The distance at which the seabird is released =  $5150 \text{km}$

The value of distance in km can be converted in m using, 

  $$\begin{gathered} 1 \text{km}=1000 \text{m} \\ \text{5150} \text{km}=\text{5150}\times \text{1000 m}=5150000 \text{m} \end{gathered}$$

Time taken by the seabird to return to its nest = 13.5 days

 Since,

  $$\begin{gathered} \text{1day}=\text{24} \text{hrs} \\ \text{1hr}=\text{3600} \text{s } \end{gathered}$$

 $$\begin{gathered} \text{13.5} \text{days}=\text{13.5} \text{days}\times \left(\frac{\text{24} \text{hrs}}{1 \text{day}}\right)\times \left(\frac{3600 \text{s}}{1 \text{hr}}\right) \\ =1166400 \text{s} \end{gathered}$$

The average velocity of the seabird can be expressed as,

$v_{avg}=\frac{d}{t}$ ……………………….(i)

Where, d and t are the displacement and time, respectively.

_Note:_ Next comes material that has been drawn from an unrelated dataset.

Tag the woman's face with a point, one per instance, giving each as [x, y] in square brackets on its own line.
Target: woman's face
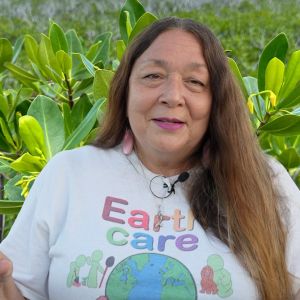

Substituting the given values in the equation (i) for the return flight, 

 $\begin{array}{rcl}{v}_{avg}^{return}& =& \frac{5150000m}{1166400s}\\ & =& 4.42m/s\end{array}$

Thus, the average velocity in the return flight is $4.42 m/s$

As, the seabird has returned to the same place from where she has started, the total displacement of the bird is zero. Therefore, substituting the values in equation (i) will give the average velocity during trip,

 $\begin{array}{rcl}{v}_{avg}^{trip}& =& \frac{0m}{ts}\\ & =& 0m/s\end{array}$

Thus, the average velocity for the whole trip is  $0m/s$.